Arrêtons ici ces réflexions qui ont le tort d’anticiper sur les impressions du lecteur ; mais l’idée qu’il en recevra ne sera pas inutile si elle le décide à les éprouver par lui-même. C’est le voyage le plus agréable qu’on puisse faire aussi bien dans le domaine de l’imagination et du cœur humain qu’à la recherche des mœurs et des singularités de Russie. En s’engageant dans ce pays, objet de tant de contestations diverses, et où l’on ne saurait avoir un guide plus sûr et plus sympathique avec nos croyances et nos sentiments de prédilection[1], on pensera comme nous que, s’il était vrai que cet état dût disparaître dans le cataclysme dont le menacent les prédictions de certains publicistes expéditifs et sommaires, ce livre ferait sentir l’étendue d’une catastrophe toujours à déplorer quand il s’agit d’une portion importante de l’humanité.
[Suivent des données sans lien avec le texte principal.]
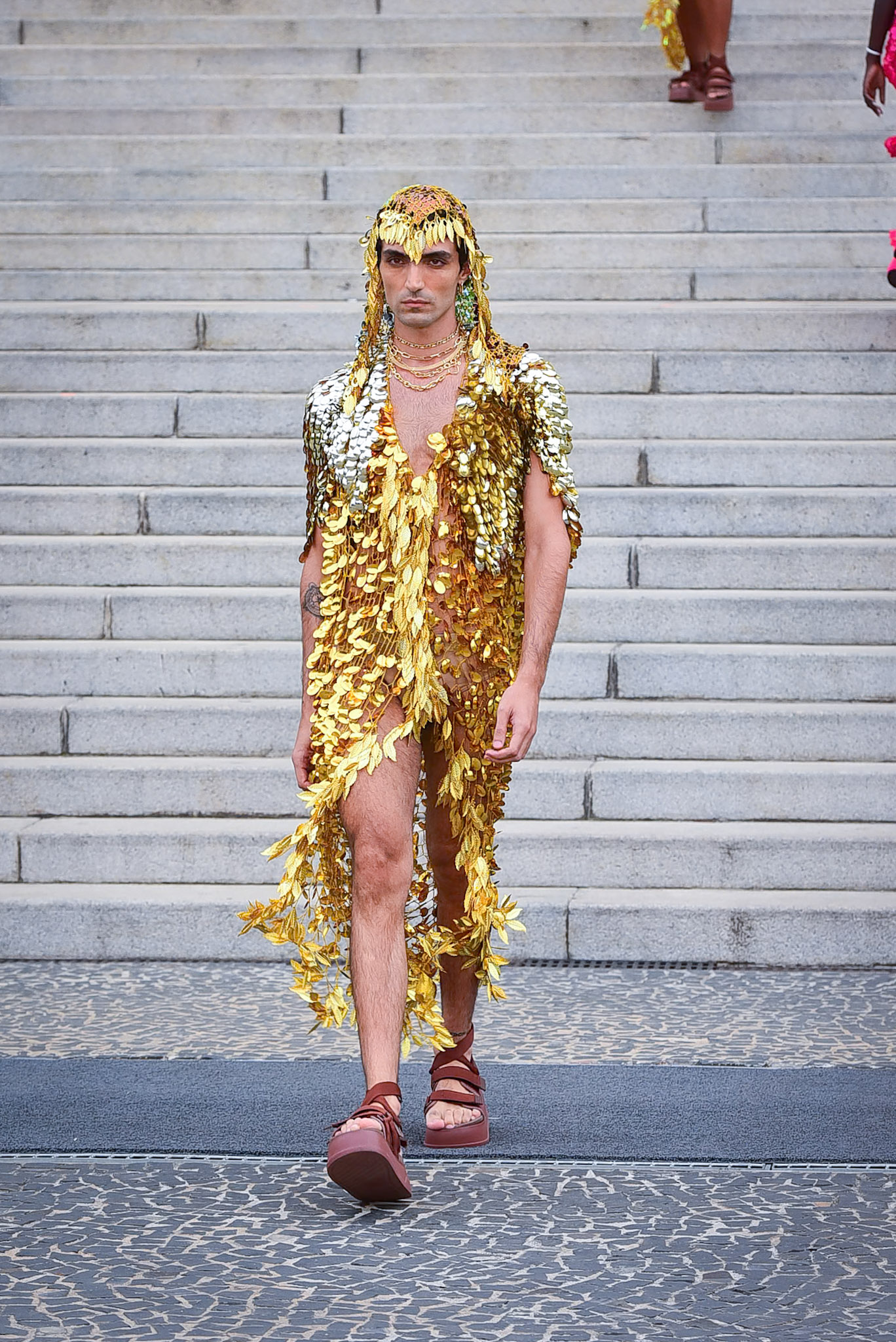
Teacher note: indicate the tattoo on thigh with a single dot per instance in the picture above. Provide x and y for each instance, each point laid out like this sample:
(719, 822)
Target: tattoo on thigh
(312, 600)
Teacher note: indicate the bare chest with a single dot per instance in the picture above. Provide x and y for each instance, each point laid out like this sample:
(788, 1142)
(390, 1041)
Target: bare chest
(420, 413)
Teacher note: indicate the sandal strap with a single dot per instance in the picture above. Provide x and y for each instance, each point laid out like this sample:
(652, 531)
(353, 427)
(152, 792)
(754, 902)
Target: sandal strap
(440, 1097)
(450, 1065)
(375, 1106)
(457, 1073)
(455, 1055)
(383, 1088)
(718, 73)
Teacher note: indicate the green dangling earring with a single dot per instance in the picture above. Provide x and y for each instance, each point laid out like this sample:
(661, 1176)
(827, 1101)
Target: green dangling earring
(466, 308)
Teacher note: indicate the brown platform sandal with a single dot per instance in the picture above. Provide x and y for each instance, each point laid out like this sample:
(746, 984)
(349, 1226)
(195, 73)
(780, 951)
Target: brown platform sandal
(367, 1161)
(690, 86)
(719, 96)
(451, 1066)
Mais alors, et on comprend que nous admettions cette hypothèse qu’a cause de son invraisem-

  1. L’auteur de ce livre, observateur exact s’il en fut, dans le tableau si complet qu’il trace des sentiments de son pays et où il n’en omet aucun, ne trouve à signaler d’autres vestiges des antipathies nationales soulevées par la fameuse invasion de 1812, que l’aventure d’un tambour français qui doit à un péril passager l’avantage de devenir un seigneur et de passer dans le corps de la noblesse russe, et la leçon burlesque d’histoire qu’un grand-père donne à son petit-fils, dans laquelle le ridicule qu’il lerche à déverser sur Napoléon retombe en plein sur le personnage et fait ressortir sa sottise. On sait que nulle part les souvenirs de la première époque impériale ne sont plus admirés qu’en Russie, où tout est calqué sur ce modèle depuis les moindres détails de l’armée et de l’administration jusqu’aux manières du souverain et de la cour.